Comparison of Spartina alterniflora loisel. transplants from different locations in a man-initiated marsh in North Carolina

  • Published source details Seneca E.D., Broome S.W. & Woodhouse W.W. (1985) Comparison of Spartina alterniflora loisel. transplants from different locations in a man-initiated marsh in North Carolina. Wetlands, 5, 181-190.

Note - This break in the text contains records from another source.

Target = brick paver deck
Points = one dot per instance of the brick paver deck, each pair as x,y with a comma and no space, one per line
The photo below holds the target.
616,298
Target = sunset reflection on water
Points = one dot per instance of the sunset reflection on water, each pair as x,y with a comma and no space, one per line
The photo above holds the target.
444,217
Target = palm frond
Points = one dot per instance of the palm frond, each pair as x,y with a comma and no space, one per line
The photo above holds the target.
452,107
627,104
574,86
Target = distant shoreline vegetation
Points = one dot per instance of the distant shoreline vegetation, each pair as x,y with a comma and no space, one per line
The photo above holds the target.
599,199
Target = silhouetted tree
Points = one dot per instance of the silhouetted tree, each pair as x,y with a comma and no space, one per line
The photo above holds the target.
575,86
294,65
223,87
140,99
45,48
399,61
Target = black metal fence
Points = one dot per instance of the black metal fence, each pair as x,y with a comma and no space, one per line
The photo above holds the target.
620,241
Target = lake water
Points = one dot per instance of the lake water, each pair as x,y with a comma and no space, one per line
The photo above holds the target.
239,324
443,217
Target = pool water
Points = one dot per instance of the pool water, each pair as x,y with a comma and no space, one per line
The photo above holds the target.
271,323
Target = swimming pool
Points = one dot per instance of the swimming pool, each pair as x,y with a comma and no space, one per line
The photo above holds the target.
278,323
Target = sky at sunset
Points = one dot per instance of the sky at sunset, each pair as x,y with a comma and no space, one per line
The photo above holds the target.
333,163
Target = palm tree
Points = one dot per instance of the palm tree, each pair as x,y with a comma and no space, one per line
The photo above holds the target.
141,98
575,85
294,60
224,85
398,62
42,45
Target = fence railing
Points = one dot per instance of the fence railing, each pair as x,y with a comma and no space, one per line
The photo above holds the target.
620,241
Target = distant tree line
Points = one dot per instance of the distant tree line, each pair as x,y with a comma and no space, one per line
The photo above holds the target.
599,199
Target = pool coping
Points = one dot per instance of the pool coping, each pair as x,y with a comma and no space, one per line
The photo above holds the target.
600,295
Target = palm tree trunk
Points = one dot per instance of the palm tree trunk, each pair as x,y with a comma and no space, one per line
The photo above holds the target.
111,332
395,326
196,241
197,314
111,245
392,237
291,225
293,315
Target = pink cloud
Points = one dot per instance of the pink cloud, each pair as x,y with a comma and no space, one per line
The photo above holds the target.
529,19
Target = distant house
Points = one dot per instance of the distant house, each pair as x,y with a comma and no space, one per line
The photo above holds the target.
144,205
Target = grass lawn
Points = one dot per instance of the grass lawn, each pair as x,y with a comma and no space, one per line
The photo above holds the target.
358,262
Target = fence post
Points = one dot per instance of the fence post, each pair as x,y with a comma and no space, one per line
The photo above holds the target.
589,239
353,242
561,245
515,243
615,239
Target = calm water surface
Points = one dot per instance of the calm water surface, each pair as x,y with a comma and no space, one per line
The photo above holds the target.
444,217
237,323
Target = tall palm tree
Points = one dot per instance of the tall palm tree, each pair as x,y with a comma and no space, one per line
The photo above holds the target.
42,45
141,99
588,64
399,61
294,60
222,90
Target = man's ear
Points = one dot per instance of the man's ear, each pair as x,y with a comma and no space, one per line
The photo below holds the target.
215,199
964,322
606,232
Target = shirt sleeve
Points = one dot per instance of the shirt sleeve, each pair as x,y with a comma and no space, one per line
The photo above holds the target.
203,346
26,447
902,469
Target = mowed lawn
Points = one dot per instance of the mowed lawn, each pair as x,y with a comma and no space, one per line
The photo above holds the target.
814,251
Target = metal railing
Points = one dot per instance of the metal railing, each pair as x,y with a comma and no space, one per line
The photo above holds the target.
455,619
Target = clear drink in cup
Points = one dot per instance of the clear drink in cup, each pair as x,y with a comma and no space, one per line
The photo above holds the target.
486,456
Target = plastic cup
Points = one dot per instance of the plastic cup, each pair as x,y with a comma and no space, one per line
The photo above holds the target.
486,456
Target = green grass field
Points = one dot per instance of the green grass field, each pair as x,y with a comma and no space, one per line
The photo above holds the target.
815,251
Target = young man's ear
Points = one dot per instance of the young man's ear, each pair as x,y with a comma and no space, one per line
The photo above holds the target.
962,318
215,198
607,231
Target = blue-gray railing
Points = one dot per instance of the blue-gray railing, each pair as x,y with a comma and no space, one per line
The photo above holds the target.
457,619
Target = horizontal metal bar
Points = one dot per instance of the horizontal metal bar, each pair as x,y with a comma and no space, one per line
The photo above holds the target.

This study is summarised as evidence for the following.

Action Category

Directly plant non-woody plants: brackish/saline wetlands

Action Link
Marsh and Swamp Conservation
  1. Directly plant non-woody plants: brackish/saline wetlands

    A replicated, site comparison study of salt marshes in North Carolina, USA (Seneca et al. 1985) reported that transplanted smooth cordgrass Spartina alterniflora did not clearly change in height over three growing seasons, but increased in density and biomass (with biomass reaching similar levels to natural marshes). Statistical significance was not assessed. After three growing seasons, cordgrass shoots were 125–158 cm tall on average (vs 109–173 cm after one growing season). Plots contained 203–275 cordgrass stems/m2 (vs 52–96 stems/m2 after one growing season) and 676–1,241 g/m2 above-ground cordgrass biomass (vs 121–272 g/m2 after one growing season). After three growing seasons, plots planted with tall-form cordgrass supported an above-ground cordgrass biomass of 1,068 g/m2, compared to an average of 1,168 g/m2 in five nearby natural, tall-form marshes. Methods: In April, smooth cordgrass was planted (90 cm apart) into fifteen plots on an area of recently deposited and graded intertidal sediment (year and number of plants not reported). Cordgrass plants were dug from four natural marshes and had different initial growth forms (short, intermediate or tall). In September after 1–3 growing seasons, transplanted cordgrass growing 50–60 cm above sea level was monitored: height of five shoots/plot; density and dry above-ground biomass in one 0.25–1 m2 quadrat/plot.